Queste parole di Primo Levi mi fanno pensare che oggi, nel Giorno della Memoria, si può scegliere se ricordare per ricordare, lasciando per così dire gli eventi in un immaginario passato, oppure farlo sottolineando il fatto che la memoria serve al nostro presente e al nostro futuro.

La comunicazione funziona da sempre meglio quando mette in atto una certa forma di lusinga dell'egoismo altrui. Ovvero è tanto più efficace quanto più fa notare (come Levi stesso diceva) che siccome l'orrore è accaduto, può accadere di nuovo.

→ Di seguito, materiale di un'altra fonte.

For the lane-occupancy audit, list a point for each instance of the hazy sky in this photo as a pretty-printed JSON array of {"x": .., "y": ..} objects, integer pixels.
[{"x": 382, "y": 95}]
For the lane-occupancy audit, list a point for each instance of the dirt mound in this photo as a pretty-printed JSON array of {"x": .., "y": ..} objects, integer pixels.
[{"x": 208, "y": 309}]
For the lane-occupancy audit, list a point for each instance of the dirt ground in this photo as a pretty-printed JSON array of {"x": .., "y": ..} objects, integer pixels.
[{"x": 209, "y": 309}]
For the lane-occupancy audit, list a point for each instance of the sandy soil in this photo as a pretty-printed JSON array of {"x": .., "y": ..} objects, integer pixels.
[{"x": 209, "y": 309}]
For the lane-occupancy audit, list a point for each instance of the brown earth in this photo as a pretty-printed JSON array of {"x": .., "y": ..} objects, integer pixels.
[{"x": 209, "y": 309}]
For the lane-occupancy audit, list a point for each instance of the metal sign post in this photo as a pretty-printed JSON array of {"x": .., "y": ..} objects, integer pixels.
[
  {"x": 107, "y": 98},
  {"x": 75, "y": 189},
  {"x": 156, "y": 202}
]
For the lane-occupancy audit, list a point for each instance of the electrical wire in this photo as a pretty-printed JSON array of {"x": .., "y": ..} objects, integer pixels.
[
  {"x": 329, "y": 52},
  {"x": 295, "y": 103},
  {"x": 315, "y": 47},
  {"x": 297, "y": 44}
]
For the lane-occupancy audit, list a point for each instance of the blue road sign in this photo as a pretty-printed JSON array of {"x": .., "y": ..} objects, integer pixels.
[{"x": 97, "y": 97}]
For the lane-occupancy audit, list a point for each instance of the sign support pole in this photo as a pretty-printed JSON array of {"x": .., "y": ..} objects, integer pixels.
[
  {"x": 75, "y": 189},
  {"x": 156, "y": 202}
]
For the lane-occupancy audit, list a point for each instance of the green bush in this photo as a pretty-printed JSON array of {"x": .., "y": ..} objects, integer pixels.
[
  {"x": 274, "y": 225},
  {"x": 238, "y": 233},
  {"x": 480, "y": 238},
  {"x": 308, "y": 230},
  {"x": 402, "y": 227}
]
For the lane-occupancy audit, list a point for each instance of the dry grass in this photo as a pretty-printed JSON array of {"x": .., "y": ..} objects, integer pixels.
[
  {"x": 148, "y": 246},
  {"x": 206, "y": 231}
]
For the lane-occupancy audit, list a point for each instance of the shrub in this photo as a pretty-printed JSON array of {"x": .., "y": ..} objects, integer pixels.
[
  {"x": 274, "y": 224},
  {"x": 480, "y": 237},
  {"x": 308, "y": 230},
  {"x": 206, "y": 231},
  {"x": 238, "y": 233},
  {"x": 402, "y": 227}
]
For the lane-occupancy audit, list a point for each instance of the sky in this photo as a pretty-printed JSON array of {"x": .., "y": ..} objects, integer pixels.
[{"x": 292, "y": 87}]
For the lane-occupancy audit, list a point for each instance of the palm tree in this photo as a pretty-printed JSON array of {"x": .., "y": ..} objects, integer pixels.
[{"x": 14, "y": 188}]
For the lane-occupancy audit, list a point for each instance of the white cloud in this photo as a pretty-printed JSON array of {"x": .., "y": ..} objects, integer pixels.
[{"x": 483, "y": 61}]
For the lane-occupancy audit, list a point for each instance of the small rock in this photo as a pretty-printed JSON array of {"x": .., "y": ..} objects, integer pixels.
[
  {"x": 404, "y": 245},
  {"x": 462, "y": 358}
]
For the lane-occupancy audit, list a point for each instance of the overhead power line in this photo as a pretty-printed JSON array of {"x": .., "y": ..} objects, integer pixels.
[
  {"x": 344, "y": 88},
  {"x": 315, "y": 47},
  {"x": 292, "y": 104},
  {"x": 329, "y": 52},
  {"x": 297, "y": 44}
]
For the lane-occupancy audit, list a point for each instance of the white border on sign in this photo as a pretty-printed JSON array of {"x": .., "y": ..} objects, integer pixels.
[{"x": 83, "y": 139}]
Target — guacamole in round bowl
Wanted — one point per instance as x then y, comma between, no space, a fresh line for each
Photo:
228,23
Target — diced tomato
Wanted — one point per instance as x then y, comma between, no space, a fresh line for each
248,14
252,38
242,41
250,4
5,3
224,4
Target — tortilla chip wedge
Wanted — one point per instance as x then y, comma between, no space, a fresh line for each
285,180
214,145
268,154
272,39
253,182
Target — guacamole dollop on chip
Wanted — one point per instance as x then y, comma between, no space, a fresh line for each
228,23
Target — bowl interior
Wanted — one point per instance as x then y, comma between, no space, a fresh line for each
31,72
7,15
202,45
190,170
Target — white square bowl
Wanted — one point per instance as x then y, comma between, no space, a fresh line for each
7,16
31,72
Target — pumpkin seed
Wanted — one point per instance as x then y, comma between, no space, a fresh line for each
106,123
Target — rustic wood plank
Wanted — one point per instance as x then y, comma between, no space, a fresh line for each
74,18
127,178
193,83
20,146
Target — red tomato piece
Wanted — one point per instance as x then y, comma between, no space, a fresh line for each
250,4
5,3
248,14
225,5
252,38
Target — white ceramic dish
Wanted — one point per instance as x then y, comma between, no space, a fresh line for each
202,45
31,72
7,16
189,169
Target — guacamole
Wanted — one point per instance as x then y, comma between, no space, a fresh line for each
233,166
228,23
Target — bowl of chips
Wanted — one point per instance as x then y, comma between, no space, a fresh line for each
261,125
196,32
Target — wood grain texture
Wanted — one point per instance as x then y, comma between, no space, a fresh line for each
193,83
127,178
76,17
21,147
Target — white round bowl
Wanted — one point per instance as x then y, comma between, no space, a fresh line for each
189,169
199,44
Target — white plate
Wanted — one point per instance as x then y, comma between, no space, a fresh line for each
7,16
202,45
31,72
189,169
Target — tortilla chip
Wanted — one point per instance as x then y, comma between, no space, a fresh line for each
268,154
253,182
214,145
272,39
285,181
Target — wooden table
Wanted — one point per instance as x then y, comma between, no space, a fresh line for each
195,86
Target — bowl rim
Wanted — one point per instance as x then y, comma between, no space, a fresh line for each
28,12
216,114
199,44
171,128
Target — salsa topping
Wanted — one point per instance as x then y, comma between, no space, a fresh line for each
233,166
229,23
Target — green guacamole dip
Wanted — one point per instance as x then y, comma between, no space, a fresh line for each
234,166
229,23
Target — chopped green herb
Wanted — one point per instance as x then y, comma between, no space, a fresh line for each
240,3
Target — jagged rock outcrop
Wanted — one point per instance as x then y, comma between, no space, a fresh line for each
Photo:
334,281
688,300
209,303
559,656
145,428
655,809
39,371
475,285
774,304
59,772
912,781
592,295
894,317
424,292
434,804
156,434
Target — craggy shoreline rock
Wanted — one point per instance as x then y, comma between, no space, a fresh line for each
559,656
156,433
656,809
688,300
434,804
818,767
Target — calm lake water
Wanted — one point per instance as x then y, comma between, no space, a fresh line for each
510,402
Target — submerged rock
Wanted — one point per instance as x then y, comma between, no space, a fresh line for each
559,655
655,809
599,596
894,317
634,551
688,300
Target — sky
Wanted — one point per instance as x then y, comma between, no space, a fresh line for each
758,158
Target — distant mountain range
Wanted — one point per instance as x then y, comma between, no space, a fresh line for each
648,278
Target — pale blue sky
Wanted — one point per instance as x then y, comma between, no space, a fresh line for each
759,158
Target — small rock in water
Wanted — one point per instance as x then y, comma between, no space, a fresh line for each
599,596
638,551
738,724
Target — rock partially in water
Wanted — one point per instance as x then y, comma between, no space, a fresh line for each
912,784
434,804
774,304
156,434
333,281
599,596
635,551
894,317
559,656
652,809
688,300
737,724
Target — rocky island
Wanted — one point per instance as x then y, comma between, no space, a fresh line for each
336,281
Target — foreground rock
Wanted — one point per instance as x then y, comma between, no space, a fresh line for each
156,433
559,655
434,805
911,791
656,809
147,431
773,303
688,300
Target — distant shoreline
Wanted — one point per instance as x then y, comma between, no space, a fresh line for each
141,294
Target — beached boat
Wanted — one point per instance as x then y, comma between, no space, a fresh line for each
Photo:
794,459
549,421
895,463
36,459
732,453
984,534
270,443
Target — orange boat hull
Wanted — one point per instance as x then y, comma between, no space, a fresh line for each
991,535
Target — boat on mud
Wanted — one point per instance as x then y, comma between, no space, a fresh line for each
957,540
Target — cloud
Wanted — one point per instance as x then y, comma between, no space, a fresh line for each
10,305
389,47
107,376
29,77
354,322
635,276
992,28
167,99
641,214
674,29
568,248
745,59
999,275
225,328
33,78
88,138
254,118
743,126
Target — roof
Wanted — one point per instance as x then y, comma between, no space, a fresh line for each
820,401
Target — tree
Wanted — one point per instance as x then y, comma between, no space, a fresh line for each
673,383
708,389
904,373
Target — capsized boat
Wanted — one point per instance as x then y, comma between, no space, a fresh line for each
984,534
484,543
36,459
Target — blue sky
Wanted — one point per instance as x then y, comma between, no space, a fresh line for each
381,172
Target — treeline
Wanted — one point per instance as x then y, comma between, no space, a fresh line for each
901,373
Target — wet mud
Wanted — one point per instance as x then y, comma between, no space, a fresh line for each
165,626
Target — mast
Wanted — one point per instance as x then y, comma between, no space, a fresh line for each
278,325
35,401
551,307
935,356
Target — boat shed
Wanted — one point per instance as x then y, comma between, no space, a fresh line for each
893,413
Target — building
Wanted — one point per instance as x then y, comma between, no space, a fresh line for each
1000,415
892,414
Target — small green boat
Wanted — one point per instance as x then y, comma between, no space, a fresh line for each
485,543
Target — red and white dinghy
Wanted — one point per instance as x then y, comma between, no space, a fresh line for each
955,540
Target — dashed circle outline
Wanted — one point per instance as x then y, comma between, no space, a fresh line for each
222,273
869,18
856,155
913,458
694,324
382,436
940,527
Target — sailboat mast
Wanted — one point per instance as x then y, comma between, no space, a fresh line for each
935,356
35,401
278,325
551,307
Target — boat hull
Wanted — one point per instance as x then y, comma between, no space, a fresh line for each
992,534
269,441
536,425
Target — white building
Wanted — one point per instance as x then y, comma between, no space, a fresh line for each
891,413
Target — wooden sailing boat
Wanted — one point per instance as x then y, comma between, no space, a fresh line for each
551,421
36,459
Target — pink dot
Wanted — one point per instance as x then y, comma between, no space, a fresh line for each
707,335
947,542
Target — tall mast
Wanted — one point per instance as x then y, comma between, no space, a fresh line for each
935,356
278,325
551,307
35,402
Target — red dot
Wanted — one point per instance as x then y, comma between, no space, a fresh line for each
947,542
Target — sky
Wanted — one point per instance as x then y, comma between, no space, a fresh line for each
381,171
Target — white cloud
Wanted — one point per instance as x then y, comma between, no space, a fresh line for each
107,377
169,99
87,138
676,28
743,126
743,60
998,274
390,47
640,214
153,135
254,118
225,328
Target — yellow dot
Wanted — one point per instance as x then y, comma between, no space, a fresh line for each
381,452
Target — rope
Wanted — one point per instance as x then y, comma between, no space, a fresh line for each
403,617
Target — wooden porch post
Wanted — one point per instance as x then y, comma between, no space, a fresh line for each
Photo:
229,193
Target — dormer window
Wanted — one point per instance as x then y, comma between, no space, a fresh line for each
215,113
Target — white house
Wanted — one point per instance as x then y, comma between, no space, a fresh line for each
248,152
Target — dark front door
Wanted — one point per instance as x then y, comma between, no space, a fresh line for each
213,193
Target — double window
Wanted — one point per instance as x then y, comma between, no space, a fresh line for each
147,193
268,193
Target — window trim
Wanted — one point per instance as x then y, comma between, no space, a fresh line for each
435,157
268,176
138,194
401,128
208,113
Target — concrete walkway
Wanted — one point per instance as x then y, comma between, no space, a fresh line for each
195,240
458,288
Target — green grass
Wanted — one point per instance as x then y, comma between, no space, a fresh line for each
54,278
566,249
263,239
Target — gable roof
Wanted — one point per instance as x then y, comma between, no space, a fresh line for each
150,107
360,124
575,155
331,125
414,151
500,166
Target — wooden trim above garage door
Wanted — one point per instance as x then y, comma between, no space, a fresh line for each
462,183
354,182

E se può tornare, allora può colpire noi o i nostri figli.

La comunicazione è più efficace quando ci chiama in causa in modo diretto, quando cioè il pensiero di essere noi le vittime possibili di un orrore ci tocca l'immaginario personale.
Funziona meno, quando riferiamo l'orrore al passato e lo descriviamo come un tempo e un luogo andati, che non torneranno, pensando ai fatti come a qualcosa di distante.
A meno che non si sia semplicemente umani. Nel qual caso è l'immedesimazione a rendere il passato qualcosa di nostro, qualcosa di così nostro da farci ripetere mille volte che no, noi non dimentichiamo.